Bagi Dina, terpilih menjadi peserta dalam Festival Gandrung Sewu adalah prestasi besar. Tak heran, proses seleksinya bisa dibilang ketat. Dari lebih dari tiga ribu pendaftar, hanya 1173 penari yang akhirnya berhak tampil di Pantai Boom Sabtu sore lalu. "Sudah latihan lebih sari setahun. Lomba di Kecamatan Cluring menang, baru diajukan ikut seleksi," ucap Dina lirih sambil tersipu malu.
Kegigihan Dina tersebut patut diacungi jempol. Pasalnya, tidak sedikit teman Dina yang menyerah saat latihan di hari-hari menjelang seleksi. "Latihannya itu sampai malam-malam. Nilai sekolah harus tetap bagus. Jadi teman-teman capek," tandasnya. Rupanya, semangat Dina mengalir dari sang ayah, Budiono, yang juga terus mendukungnya.
Pria paruh baya yang kala itu juga terus menemani Dina sama bahagianya. "Senang sekali akhirnya lolos," ungkap Budiono semringah. "Deg-degan sekali waktu dinilai langsung sama tim produksi yang sudah berpengalaman," imbuhnya. Sempat Dina goyah. Tak percaya diri bisa lolos.
Namun, Budiono senantiasa memotivasi putri semata wayangnya itu. Bahwa gandrung sejatinya bercerita soal perjuangan. "Gandrung itu sejarahnya telik sandi. Kalau gampang menyerah ya jangan harap jadi gandrung sejati," pungkas Budiono.
Tak hanya Dina yang punya kisah sulitnya menaklukkan seleksi Gandrung Sewu. Indi Julia Ridhayul Khasanah punya pengalaman serupa. Gadis 16 tahun itu harus berkali-kali mengalami demam selama proses menuju perhelatan akbar itu. "Saya nggak mau absen. Ini tahun terakhir," ucapnya tegas saat diwawancara Jawa Pos selagi berswafoto dengan kawan-kawannya.
Menurutnya, Tari Gandrung sudah menjadi identitas baginya. Sejak duduk di bangku SD, Indi sudah terpilih dalam Festival Gandrung Sewu. Yakni pada tahun 2012. Kali pertama festival yang kini masuk dalam seratus event pariwisata nasional itu dihelat. "Saya sudah ikut mulai Pak Sumitro (maestro karawitan sekaligus penggagas Festival Gandrung Sewu, Red) yang mengonsep. Jadi bagi saya sudah seperti ulang tahun, acara penting," ujar dara yang kini duduk di bangku kelas XI SMAN 1 Banyuwangi.

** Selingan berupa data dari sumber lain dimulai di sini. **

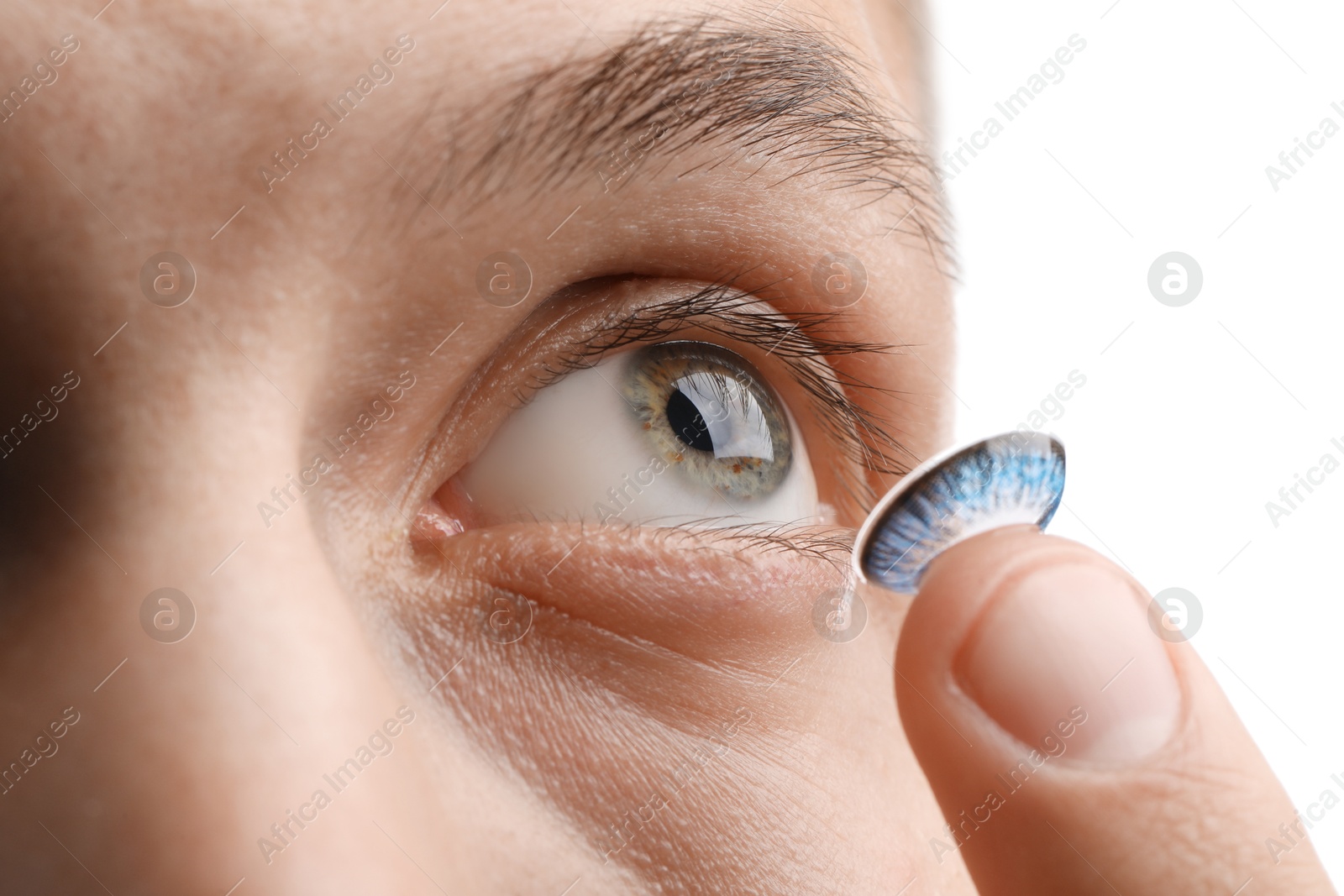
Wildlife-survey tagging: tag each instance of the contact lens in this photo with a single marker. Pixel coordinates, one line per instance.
(1005, 479)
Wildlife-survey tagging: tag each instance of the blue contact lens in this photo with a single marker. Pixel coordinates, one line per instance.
(1005, 479)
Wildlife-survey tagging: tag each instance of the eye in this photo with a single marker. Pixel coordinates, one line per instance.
(709, 411)
(676, 432)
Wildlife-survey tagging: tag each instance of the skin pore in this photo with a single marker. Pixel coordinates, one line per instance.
(671, 721)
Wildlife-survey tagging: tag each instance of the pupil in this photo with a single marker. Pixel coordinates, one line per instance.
(685, 421)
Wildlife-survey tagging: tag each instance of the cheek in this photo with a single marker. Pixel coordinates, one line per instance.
(672, 689)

Cerita baru dalam festival. Gerakan anyar. Sampai pergantian busana selalu dialaminya. Tiap tahun ada tantangan berbeda-beda. Tapi tahun ini berat. Nyaris Indi tidak jadi ikut berpartisipasi. "Bolak-balik demam sebelum seleksi, sama waktu proses latihan bersama. Sampai 39 derajat," katanya. Sang ibunda, Iin Tulusiyanti, pun sempat khawatir dan melarangnya.

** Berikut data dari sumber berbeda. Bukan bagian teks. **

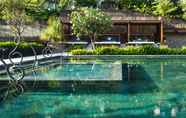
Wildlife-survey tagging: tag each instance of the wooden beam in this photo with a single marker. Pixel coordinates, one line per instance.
(161, 32)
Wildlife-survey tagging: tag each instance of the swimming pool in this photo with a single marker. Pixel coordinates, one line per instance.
(96, 87)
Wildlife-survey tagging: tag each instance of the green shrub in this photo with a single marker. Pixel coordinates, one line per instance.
(82, 52)
(74, 47)
(144, 50)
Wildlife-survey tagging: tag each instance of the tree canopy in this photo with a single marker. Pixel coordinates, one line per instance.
(90, 22)
(53, 31)
(164, 7)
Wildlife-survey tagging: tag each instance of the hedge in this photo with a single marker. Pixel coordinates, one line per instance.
(23, 47)
(144, 50)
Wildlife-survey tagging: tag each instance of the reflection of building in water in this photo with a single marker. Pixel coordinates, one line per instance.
(137, 79)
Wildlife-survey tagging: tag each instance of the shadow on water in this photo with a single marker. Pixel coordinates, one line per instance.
(135, 79)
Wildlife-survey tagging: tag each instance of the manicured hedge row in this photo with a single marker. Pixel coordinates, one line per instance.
(24, 48)
(145, 50)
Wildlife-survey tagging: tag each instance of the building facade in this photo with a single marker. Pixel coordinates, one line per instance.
(129, 26)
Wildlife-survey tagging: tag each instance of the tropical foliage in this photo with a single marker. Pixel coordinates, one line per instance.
(53, 32)
(164, 7)
(90, 22)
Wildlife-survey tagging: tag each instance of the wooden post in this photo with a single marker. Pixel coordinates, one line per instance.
(128, 31)
(161, 32)
(161, 71)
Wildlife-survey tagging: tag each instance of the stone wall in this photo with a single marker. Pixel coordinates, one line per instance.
(176, 40)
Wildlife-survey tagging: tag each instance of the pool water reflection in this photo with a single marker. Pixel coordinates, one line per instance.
(143, 88)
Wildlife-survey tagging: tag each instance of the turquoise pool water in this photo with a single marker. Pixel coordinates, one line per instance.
(145, 88)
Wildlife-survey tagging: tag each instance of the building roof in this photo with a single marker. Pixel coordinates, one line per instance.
(125, 16)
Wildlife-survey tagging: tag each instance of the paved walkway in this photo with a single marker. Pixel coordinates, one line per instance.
(32, 58)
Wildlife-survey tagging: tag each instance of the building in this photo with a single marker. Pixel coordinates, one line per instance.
(131, 26)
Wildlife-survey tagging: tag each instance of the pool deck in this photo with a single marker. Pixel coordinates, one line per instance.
(30, 59)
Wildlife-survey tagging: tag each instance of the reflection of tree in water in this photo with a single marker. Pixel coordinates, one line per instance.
(136, 79)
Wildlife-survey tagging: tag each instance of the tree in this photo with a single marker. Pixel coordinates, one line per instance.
(164, 8)
(90, 22)
(54, 30)
(15, 15)
(182, 4)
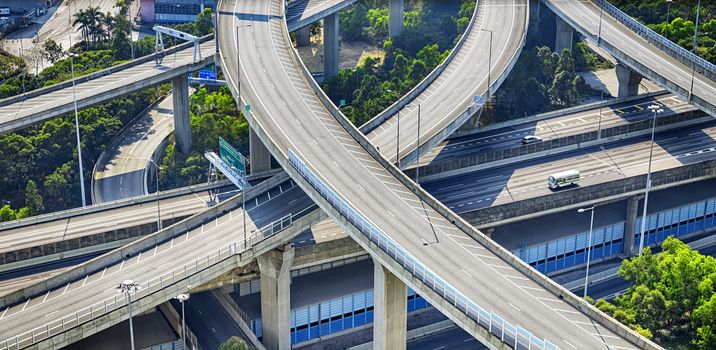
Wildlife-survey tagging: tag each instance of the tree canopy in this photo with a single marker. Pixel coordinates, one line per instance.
(671, 297)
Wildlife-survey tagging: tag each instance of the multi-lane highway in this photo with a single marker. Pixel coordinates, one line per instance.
(528, 179)
(636, 52)
(290, 116)
(300, 13)
(570, 124)
(466, 76)
(121, 172)
(166, 256)
(36, 106)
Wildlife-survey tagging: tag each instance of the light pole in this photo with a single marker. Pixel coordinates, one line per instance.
(127, 287)
(238, 60)
(656, 110)
(159, 213)
(601, 105)
(668, 10)
(589, 245)
(599, 32)
(696, 41)
(397, 136)
(77, 129)
(417, 148)
(183, 298)
(129, 20)
(489, 64)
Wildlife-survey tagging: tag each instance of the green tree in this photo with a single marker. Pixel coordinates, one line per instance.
(53, 50)
(7, 213)
(33, 199)
(671, 296)
(234, 343)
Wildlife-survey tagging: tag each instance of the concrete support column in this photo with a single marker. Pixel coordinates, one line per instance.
(535, 9)
(330, 46)
(565, 32)
(628, 81)
(390, 297)
(275, 269)
(397, 11)
(182, 130)
(260, 155)
(630, 229)
(303, 36)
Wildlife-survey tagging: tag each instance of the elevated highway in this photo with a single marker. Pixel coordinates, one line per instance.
(456, 90)
(295, 120)
(36, 106)
(282, 131)
(635, 51)
(301, 13)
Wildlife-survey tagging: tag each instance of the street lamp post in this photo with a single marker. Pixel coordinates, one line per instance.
(489, 63)
(77, 129)
(656, 110)
(696, 42)
(417, 148)
(599, 32)
(589, 245)
(668, 11)
(238, 60)
(182, 299)
(159, 213)
(127, 287)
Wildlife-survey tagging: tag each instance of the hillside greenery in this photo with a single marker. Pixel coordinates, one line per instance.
(681, 19)
(671, 299)
(431, 29)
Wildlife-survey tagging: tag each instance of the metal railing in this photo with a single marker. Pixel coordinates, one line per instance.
(107, 305)
(683, 55)
(513, 335)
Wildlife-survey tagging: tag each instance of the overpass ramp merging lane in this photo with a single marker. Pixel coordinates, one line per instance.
(289, 115)
(635, 51)
(454, 92)
(43, 104)
(412, 211)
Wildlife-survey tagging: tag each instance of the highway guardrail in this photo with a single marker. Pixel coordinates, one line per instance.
(513, 335)
(684, 56)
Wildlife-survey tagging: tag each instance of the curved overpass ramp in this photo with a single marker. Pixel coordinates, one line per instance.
(447, 96)
(638, 53)
(428, 247)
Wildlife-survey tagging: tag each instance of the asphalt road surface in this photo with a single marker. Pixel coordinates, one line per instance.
(285, 108)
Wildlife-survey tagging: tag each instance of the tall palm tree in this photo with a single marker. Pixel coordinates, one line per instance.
(94, 17)
(109, 23)
(82, 20)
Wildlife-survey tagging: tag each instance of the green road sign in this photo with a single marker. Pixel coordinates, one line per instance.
(231, 156)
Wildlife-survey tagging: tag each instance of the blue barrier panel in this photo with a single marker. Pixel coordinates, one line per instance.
(417, 269)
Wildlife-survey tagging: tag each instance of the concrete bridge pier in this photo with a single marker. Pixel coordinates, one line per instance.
(331, 45)
(395, 24)
(275, 270)
(260, 156)
(303, 36)
(565, 33)
(182, 129)
(628, 81)
(390, 310)
(630, 230)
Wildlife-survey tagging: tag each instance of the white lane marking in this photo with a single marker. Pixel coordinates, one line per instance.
(566, 342)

"Saya ketar-ketir. Soalnya nari di festival ini nggak bisa main-main. Fisiknya harus kuat," kata Iin. Durasi tarian sepanjang 42 menit. Ditambah cuaca khas Pantai Boom yang panas dan berdebu menjadi rintangan besar jika stamina sedang kurang fit. Tapi, tahun terakhir ini tak mau disia-siakan Indi. Tahun depan, tak lagi ada kesempatan meresakan kebanggaan menari gandrung secara kolosal. Ditonton tamu-tamu penting sekelas Menteri Pariwisata Arif Yahya.

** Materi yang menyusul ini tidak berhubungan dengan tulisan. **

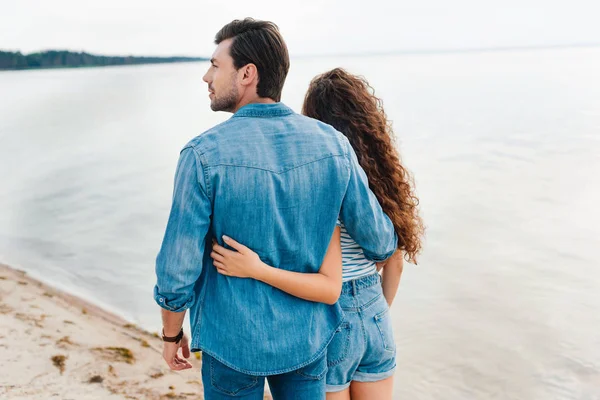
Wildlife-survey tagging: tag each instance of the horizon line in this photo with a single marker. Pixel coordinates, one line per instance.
(430, 51)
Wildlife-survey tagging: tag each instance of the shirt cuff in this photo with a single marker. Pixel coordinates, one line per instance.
(172, 305)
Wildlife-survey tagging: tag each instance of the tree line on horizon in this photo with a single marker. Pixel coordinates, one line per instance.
(61, 59)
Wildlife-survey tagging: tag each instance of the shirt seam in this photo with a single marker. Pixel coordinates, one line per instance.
(276, 172)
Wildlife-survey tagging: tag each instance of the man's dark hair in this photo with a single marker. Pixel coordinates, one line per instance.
(259, 43)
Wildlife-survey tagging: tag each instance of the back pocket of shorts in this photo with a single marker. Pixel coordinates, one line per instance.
(384, 324)
(338, 347)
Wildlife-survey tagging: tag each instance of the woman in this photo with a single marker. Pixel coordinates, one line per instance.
(361, 356)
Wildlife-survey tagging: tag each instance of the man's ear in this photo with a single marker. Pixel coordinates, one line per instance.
(249, 74)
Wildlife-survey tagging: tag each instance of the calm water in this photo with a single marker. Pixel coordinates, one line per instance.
(505, 147)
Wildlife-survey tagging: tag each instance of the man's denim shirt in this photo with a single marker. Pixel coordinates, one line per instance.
(275, 181)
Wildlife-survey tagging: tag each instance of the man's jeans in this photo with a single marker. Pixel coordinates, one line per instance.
(221, 382)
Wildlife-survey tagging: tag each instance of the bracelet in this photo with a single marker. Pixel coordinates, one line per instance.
(173, 339)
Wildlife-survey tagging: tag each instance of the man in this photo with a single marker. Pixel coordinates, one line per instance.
(277, 182)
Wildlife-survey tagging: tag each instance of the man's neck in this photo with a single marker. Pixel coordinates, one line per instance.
(253, 100)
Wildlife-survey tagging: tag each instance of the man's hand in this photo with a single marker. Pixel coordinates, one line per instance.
(171, 356)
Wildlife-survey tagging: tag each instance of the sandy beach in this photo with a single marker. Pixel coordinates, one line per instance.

"Lawan sakitnya dengan tekad. Sudah muntah-muntah, tapi kalau dengar gendingnya gandurng ya langsung pengin nari," tutur Indi lalu terbahak-bahak. Ucapannya disambut candaan kesal dari sang mama. Memang spesial Festival Gandrung Sewu bagi segenap masyarakat Banyuwangi. Bagaimana tidak? Setiap fragmen yang dibawakan selalu membawa tokoh agung yang dicintai.
Dalam kesempatan sore itu, kisah bertajuk Layar Kumendhung dipersembahkan. Cerita tentang perjuangan tiga pangeran Tanah Blambangan melawan penjajah Belanda. Serta tragedi meninggalnya Mas Alit, Bupati Kawitan Bnayuwangi 1774. Tentu, proses latihannya pun tak bisa main-main. "Setiap penari harus tahu arti dari tiap lirik dalam syair. Alurnya. Sejarahnya. Makna sosiologisnya," papar Jajulaidik, salah satu tim produksi Festival Gandrung Sewu.
Oleh karenanya, dia dan sepuluh pelatih utama yang lain mengambil budaya gethok tular. "Pohon faktor. Jadi kami melatih dulu penari senior. Dimatangkan. Nanti mereka melatih lagi di setiap zona," papar pria yang akrab disapa Kang Jul itu. Tahun ini, Kang Jul dan Suko Priyatno, Koordinator Pertunjukkan Festival Gandrung Sewu, merekrut lebih banyak pelatih muda sebagai wujud regenerasi.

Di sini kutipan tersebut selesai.